Abu Dhabi shares rose ahead of Etisalat opening up to foreign investors, but the Dubai measure dropped as concerns over slowing global economic growth and a possible increase in US interest rates this week weighed on investor sentiment.
The Abu Dhabi Securities Market General Index increased 0.32 per cent, led by gains in Etisalat the country’s biggest telecoms company.
Foreign investors will be able to buy the stock from Tuesday.
The Dubai Financial Market General Index slid 1.5 per cent, led by a decline in shares of Emaar Properties. A lifting of US interest rates after more than five years of easy monetary policy may accelerate the sell-off in riskier assets such as emerging market stocks. Meanwhile, the economic slowdown in China may extend to developed markets, analysts say.

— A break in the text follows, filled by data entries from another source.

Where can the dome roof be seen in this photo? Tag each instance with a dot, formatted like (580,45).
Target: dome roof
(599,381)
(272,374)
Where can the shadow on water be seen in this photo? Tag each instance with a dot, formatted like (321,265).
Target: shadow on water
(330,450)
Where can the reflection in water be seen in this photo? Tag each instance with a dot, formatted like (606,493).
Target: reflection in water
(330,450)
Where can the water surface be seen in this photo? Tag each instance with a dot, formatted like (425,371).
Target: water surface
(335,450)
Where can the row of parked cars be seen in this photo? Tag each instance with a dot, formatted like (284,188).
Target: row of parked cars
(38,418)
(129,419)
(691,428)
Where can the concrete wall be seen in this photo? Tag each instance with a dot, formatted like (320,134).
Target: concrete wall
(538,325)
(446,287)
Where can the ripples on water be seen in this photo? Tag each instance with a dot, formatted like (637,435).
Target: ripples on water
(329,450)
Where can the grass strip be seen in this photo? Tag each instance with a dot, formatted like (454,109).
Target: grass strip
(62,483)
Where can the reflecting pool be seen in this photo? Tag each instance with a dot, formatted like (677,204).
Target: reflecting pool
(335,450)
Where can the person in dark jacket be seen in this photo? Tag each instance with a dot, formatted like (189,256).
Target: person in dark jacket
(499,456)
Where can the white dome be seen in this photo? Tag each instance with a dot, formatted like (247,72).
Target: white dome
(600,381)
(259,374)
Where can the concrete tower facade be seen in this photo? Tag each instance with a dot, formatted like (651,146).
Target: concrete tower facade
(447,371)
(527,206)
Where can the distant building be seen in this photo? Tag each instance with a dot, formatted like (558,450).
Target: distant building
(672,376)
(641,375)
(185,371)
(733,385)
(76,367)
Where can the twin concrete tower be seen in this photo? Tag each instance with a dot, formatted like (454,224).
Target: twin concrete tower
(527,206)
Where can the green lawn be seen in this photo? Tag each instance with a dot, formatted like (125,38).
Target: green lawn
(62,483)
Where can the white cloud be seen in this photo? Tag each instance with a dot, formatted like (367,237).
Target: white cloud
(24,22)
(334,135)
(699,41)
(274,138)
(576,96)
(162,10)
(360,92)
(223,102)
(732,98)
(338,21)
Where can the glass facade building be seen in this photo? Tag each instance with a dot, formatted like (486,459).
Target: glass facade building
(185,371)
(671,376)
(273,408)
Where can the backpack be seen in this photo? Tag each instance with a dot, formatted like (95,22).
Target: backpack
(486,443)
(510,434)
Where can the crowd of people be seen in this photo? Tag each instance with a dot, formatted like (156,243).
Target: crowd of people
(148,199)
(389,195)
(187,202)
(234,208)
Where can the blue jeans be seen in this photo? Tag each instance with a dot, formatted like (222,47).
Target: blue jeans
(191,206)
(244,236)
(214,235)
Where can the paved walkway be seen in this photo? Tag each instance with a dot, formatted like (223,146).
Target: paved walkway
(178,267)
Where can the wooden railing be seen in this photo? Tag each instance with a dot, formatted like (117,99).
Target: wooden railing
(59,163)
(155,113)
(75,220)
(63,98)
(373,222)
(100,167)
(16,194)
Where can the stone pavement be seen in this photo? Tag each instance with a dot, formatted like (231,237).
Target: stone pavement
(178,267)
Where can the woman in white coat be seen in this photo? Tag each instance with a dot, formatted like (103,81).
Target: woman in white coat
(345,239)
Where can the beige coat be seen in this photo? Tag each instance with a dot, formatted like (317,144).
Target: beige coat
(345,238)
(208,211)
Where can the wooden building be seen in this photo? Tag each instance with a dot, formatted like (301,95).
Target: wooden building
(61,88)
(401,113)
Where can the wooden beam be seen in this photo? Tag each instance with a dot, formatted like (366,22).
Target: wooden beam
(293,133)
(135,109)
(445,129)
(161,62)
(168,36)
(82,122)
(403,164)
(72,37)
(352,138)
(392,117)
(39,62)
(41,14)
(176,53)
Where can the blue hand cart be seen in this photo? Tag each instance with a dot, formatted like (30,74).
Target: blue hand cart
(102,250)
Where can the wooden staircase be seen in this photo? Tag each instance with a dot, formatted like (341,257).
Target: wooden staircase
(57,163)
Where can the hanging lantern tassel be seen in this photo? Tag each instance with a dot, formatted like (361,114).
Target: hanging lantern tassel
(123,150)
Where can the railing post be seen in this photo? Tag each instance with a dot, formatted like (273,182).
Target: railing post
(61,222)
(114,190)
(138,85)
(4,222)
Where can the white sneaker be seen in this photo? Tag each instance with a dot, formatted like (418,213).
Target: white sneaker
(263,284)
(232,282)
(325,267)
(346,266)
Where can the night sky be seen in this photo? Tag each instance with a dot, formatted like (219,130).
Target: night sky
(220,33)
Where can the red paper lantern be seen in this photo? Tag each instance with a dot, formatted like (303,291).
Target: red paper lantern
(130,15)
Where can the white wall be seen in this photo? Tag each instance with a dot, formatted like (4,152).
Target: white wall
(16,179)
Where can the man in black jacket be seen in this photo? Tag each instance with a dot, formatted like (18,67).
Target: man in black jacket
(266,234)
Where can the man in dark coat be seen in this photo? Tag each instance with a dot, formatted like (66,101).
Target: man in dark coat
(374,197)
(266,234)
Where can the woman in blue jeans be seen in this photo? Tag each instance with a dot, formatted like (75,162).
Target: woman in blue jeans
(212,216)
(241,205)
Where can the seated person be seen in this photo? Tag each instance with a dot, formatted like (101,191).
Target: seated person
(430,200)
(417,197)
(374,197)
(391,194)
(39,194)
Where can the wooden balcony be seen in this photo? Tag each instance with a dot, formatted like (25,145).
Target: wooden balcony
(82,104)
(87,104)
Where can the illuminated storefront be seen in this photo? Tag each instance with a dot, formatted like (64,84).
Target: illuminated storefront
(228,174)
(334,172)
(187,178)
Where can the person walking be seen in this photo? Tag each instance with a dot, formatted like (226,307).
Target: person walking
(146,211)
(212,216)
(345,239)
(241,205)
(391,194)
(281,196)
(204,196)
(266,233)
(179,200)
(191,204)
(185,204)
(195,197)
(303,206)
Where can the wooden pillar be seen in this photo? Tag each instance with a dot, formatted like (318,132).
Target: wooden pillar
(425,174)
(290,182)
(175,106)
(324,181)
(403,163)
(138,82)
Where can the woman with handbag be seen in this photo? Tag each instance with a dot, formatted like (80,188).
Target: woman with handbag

“Etisalat opening up to foreign investors has definitely attracted more interest,” said Sachin Mohindra, a portfolio manager at the Abu Dhabi-based asset manager Invest AD.
“Whether it is new money or old money being churned, it will be interesting to watch. If it is incremental new money, it will be positive for the market. But overall, it has improved sentiment. And in the future, in November, all the index providers will possibly include it in their benchmark rebalancing. So we are likely to see passive inflows.”
Mr Mohindra estimated that there may be $500 million of indexed investment into Etisalat following any rebalancing by major index providers such as MSCI.
Etisalat, which has the second-biggest weighting on Abu Dhabi’s benchmark index, has been gaining after the company’s board of directors this month approved a plan to allow non-Emirati investors to own shares in the company. The stock closed 1.4 per cent higher to Dh14.75 a share on Sunday.